Stevens thought he was developing a theory of measurement. He thought he could produce a definition of measurement that was based upon the operations required to produce the measurements. That is why he substituted the phrase, "...according to rules," in his own definition. He was greatly influenced by the concept of operationalism in the work of fellow Harvard faculty member, Percy Bridgman, a Nobel Laureate in Physics. A close examination of his paper, however, shows that his theory of measurement is really a self-contained, mathematical description of the properties of different numerical scales, not a theory nor definition of measurement. He constrained himself to the confines of the internal mathematics involved, and never ventured to examine the relationship of a fundamental or derived measure to a standard. He was stuck on the fact that the differing operations [different 'rules'] that were applied, would impute different properties to the assigned numerals. He was correct, as far as it went, but scientific psychology still does not know what measurement is.
In the end, S. S. Stevens' discarding of the Ferguson Committee's final report, his substitution of a description of measurement scales for a theory of measurement, abandoning comparison to a standard in favor of an operationalism-only description of measurement, and the dismissal of the counsel of the best minds in the science, philosophy and mathematics of measurementr, all of this adds up to the greatest scientific side-step in the history of psychology.
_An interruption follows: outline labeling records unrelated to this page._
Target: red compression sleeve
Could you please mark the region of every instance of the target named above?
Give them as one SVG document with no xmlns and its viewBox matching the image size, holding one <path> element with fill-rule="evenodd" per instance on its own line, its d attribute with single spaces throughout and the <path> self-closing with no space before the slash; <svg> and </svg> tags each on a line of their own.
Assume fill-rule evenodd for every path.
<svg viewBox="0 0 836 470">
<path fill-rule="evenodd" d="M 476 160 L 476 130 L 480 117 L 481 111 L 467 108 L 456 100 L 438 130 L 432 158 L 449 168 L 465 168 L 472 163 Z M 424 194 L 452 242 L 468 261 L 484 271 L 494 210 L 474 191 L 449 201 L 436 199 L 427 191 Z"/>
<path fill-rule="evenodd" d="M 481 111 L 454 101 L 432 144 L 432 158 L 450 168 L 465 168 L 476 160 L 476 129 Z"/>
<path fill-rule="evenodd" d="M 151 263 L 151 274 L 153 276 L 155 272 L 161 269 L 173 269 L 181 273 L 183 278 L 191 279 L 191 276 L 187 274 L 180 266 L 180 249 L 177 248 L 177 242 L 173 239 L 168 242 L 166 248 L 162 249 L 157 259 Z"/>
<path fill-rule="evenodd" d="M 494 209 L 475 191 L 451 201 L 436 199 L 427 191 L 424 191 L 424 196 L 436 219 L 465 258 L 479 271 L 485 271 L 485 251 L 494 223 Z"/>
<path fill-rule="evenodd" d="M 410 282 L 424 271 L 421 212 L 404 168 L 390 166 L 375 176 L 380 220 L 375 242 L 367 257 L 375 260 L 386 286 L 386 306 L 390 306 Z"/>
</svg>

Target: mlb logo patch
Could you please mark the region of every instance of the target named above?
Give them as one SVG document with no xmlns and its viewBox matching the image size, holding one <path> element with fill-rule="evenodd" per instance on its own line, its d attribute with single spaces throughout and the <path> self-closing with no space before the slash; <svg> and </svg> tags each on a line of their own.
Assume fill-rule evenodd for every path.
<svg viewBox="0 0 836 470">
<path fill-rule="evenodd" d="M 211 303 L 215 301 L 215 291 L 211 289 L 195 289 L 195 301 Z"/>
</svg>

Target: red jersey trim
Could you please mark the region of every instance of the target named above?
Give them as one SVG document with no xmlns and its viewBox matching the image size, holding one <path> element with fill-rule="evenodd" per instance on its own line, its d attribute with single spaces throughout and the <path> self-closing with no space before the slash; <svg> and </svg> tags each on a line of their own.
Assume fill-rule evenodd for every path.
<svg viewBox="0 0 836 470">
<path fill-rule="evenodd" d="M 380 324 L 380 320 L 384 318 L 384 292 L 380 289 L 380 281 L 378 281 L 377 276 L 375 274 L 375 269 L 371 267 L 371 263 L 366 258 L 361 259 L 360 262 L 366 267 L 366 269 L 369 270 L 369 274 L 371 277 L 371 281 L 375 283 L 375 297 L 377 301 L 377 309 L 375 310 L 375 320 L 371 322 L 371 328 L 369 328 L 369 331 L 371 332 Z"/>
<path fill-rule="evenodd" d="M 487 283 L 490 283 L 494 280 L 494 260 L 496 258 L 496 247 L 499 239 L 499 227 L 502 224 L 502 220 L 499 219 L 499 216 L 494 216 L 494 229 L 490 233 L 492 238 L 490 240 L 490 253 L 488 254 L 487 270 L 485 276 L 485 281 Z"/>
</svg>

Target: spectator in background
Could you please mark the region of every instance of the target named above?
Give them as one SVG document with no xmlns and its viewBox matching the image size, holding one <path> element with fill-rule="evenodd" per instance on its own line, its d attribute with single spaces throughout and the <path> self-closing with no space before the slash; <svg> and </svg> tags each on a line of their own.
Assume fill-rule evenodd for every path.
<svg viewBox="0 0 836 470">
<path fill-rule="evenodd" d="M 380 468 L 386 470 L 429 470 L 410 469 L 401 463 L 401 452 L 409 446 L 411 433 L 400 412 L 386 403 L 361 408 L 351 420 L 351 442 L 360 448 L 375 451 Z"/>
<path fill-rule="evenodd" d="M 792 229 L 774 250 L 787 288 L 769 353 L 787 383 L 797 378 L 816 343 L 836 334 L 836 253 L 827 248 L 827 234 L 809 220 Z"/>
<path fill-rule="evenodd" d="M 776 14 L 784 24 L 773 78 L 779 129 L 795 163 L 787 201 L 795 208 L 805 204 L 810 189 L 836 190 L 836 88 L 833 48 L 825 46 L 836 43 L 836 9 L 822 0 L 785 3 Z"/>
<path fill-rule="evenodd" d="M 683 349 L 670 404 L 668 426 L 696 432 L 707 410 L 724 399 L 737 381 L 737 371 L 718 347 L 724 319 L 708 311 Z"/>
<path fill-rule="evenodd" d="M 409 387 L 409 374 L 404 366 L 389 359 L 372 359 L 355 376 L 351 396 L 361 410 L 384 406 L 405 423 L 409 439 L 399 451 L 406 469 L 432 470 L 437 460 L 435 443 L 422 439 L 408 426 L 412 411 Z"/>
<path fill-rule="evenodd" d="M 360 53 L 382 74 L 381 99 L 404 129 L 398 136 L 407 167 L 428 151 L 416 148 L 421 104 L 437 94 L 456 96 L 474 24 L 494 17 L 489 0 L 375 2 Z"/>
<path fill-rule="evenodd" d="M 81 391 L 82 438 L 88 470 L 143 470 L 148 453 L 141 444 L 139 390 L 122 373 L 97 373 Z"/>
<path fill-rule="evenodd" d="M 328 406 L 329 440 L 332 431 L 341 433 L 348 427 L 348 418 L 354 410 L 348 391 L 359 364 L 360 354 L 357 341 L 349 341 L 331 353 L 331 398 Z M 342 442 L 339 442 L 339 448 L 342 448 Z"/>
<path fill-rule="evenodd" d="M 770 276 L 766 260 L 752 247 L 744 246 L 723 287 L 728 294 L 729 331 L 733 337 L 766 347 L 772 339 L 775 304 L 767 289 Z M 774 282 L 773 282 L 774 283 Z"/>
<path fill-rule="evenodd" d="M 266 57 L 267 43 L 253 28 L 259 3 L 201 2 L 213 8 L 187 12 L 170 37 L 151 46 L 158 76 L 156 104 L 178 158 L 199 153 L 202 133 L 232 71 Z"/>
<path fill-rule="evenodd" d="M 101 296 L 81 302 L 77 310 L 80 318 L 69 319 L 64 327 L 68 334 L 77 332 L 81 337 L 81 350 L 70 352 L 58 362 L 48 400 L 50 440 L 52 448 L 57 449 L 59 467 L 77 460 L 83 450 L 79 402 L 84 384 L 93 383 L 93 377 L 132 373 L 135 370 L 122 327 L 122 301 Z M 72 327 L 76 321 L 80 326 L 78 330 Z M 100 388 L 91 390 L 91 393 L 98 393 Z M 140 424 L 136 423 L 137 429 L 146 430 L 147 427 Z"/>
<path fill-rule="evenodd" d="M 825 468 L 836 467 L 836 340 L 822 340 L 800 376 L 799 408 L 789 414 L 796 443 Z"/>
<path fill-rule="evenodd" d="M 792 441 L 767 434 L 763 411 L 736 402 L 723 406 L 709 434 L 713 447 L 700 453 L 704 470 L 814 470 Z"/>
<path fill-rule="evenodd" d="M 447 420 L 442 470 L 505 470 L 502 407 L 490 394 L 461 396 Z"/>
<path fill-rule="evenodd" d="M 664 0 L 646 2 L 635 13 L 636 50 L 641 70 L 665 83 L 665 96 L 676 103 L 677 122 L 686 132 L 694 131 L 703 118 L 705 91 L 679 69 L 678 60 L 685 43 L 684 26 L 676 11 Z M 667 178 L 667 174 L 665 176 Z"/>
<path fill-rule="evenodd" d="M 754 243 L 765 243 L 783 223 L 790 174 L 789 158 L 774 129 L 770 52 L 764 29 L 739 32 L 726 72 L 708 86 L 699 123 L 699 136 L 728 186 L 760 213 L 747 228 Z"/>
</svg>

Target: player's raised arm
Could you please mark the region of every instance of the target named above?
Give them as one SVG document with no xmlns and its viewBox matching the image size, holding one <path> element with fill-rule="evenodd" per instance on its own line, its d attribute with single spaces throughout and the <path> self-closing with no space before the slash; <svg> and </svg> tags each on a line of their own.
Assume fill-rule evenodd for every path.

It Doesn't Have To Be This Way
It should be noted that the understanding of measurement as a comparison to a standard was discussed by the reknowned psychologist, L. L. Thurstone, in 1929. He was trying to conceptualize the subjective responses from a person on a perceptual scale as resulting from a process of comparison. The specific technique he was using is referred to as pairwise comparisons. This technique would imbue such data with properties that made them amenable to mathematical representation and argument.
“A very important consideration in rendering objective a value-increment that is essentially subjective is that as long as each of these psychological values is considered separately, it can never register objectively. Every scientific observation is, in fact, a comparative situation and neither of the terms of a percept can be objectively recorded in isolation. This is true of cognitive as well as of affective comparison.”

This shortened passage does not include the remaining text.